67. WITA der Steine- und Erden-Industrie

Querdenken, Vordenken, Umdenken… Drei Tage lang ging es bei der 67. Winterarbeitstagung der Steine- und Erden-Industrie um „Denken“ in seinen verschiedensten Facetten. Nach drei Jahren bot das Interalpen-Hotel Tyrol im frühlingshaften Telfs wieder die grandiose Kulisse für dieses jährliche „Gipfeltreffen“ der Branche. Was in diesem Jahr vor den Türen des zum Liebherr-Konzern gehörenden Hauses an Schnee fehlte, macht die Teilnehmerzahl dieser WITA wett: 256 Unternehmerinnen und Unternehmer, Politiker, Wissenschaftler, Verbandsvertreter und Partner der baden-württembergischen und der bayerischen Steine- und Erden-Industrie läuteten das neue Jahrzehnt vor den Toren Innsbrucks mit ihrer Fachtagung und ihrem variantenreichen Programm ein.

„Erst durch Ihr Zutun gewinnt die WITA an Gewicht und an Substanz!“ attestierte auch ISTE-Präsident Peter Röhm in seiner Begrüßung dem lauschenden Publikum. Sein bayerischer Amtskollege Georg Fetzer, neuer Präsident des Schwesterverbandes BIV, stimmte dem zu und freute sich: „Gut, dass die Südschiene lebt und funktioniert!“ In einem launigen Dialog tauschten sich die beiden Verbandschefs neckend über Vorzüge und Nachteile ihrer beiden Länder aus.
Röhm und Fetzer machten aber auch klar, dass es immer schwieriger werde, die vielbegehrten Rohstoffe auch zu gewinnen. Akzeptanzprobleme, eine überbordende Bürokratie und Mangel an bezahlbaren Grundstücken gehörten zu den gemeinsamen Problemen der Unternehmen. Nicht zuletzt deshalb gelte es immer wieder darauf hinzuweisen, dass mineralische Rohstoffe von jedermann gebraucht würden und unverzichtbar seien.

Hausherr Jan Liebherr hieß die Teilnehmer dieser WITA im Interalpen-Hotel willkommen und streifte die recht unterschiedlichen Geschäftssparten des immerhin schon 70 Jahre alten Konzerns.

Es ist Brauch, dass zur WITA auch prominente Politiker aus Bund und Ländern erscheinen und sich zu den neusten Entwicklungen äußern.
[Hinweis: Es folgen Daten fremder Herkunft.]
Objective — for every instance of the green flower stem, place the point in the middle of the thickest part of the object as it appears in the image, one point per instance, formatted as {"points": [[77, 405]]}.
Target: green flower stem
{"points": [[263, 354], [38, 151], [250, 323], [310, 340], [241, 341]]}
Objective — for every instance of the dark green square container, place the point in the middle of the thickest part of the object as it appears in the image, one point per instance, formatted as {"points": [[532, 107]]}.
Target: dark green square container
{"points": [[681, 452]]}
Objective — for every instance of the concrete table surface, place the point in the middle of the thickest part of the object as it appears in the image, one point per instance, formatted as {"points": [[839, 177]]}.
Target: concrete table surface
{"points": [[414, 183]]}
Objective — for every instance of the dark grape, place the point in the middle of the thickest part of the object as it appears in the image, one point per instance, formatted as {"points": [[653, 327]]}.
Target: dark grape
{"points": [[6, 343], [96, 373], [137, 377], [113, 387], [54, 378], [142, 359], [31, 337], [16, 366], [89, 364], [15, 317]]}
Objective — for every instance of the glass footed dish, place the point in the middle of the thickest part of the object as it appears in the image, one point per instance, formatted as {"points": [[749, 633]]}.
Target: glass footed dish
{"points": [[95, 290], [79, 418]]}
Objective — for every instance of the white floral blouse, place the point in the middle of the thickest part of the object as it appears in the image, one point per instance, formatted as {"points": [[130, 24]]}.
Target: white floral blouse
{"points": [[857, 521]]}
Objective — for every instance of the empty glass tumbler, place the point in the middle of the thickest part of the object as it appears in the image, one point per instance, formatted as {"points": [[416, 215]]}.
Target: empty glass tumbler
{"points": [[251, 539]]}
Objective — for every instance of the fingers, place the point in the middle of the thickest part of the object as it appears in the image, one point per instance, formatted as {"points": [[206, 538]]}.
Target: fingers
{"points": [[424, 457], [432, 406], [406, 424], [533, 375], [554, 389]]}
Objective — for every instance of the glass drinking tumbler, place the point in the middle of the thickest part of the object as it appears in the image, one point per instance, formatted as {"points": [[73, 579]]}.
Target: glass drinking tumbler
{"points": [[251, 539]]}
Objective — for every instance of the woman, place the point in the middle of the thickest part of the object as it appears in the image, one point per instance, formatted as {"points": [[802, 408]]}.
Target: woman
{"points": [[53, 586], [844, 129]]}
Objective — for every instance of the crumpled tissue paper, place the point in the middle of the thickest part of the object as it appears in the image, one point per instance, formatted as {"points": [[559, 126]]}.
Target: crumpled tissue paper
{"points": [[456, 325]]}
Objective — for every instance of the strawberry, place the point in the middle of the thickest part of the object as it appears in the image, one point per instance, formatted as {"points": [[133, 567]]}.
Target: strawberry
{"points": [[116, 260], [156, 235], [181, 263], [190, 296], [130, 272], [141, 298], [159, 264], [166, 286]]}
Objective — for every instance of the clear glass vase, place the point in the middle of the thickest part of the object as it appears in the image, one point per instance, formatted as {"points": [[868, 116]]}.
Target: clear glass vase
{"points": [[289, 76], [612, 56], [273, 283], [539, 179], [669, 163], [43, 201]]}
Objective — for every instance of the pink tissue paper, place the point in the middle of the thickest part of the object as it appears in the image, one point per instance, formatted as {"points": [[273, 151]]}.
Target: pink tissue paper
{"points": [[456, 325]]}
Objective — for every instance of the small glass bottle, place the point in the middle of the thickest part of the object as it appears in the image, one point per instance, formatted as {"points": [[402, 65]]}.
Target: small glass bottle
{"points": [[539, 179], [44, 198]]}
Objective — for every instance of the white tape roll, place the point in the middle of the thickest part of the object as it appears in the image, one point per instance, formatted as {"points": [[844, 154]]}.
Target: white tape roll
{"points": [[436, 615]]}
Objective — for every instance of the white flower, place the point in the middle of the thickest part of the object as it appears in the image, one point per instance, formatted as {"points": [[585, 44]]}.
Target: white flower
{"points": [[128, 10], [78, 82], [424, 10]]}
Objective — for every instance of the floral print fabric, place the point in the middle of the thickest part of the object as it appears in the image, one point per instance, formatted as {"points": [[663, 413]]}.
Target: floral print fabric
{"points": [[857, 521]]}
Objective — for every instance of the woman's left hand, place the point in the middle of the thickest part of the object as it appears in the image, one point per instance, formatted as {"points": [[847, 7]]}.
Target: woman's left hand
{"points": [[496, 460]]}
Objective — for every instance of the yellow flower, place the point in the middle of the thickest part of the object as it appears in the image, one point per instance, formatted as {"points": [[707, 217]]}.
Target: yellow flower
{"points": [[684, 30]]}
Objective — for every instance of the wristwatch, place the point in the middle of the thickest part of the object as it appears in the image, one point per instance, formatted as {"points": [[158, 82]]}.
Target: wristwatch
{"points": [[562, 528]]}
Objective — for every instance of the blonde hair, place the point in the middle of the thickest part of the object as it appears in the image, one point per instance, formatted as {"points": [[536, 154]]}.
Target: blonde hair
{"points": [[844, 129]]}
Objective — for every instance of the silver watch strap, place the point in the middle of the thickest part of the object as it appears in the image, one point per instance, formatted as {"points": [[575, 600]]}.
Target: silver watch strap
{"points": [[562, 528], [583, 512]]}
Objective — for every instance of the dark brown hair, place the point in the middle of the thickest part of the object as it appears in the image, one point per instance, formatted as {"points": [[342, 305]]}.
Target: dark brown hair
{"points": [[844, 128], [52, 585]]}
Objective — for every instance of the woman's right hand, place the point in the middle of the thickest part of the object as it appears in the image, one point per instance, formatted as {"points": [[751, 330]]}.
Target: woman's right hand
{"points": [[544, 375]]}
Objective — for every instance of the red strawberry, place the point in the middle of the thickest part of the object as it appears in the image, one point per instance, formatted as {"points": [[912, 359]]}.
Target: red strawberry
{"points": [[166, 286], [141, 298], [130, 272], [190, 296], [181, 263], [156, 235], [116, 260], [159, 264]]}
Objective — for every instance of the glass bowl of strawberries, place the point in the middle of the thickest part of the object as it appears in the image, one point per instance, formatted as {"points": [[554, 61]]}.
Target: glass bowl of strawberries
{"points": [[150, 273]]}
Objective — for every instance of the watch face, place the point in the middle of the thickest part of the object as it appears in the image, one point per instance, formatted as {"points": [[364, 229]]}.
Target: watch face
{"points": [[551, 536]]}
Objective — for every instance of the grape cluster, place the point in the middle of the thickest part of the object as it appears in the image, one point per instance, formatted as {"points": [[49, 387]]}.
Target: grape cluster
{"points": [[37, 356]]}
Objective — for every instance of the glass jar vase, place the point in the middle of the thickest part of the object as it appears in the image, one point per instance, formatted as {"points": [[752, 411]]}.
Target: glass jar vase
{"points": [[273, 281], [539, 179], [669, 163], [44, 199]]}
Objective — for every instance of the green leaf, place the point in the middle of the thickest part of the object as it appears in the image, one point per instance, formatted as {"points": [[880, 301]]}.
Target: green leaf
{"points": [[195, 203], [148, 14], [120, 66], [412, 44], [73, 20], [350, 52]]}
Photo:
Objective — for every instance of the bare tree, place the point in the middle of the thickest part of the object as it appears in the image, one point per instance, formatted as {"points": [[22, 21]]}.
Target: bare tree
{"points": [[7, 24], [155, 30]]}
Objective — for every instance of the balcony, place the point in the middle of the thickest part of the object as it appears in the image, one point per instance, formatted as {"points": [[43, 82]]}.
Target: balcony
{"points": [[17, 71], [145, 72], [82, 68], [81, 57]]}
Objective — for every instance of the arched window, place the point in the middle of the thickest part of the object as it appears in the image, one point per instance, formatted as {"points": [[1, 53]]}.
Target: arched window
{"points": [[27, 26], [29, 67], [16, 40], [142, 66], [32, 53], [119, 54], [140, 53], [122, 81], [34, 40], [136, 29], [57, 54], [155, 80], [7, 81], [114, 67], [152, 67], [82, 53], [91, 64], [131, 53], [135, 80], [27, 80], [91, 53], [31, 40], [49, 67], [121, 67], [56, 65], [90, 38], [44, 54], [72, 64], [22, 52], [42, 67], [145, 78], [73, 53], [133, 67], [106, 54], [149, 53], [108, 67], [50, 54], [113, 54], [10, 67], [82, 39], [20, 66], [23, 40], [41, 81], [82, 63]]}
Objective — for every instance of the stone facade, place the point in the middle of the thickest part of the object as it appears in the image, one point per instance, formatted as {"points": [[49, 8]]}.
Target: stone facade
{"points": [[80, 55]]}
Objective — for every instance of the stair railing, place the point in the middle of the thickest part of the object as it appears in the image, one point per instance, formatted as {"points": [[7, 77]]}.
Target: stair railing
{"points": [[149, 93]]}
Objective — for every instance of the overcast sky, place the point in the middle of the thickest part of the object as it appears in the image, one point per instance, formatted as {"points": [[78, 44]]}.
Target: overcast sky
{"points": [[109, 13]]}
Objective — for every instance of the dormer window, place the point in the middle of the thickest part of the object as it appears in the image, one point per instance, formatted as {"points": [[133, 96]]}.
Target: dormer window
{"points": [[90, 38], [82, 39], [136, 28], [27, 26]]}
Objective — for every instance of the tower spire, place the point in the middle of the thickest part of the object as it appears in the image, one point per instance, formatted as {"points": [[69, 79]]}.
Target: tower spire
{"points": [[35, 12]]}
In diesem Jahr konnte man den Parlamentarischen Staatssekretär im Bundeswirtschaftsministerium, Thomas Bareiß MdB, begrüßen. Er sprach über die aktuellen Herausforderungen der Rohstoff-Politik in Deutschland und forderte dazu auf, regional, national und europäisch zu denken. Dabei hielt Bareiß ein Plädoyer für den Mittelstand. Die Rohstoff-Branche sei unverzichtbar für die deutsche Wirtschaft, sagte er. Insbesondere heimische Rohstoffe seien wegen ihrer kurzen Transportwege klimafreundlicher als von weit her importierte Güter.
Der Unionspolitiker beklagte die mangelnde Akzeptanz von Rohstoffgewinnung in der Öffentlichkeit. Da müsse die Politik Farbe bekennen und handeln: „Wir brauchen einen Stimmungsumschwung!“ Er sprach sich klar gegen eine Rohstoff-Steuer aus, wie sie von verschiedenen Seiten gefordert wurde.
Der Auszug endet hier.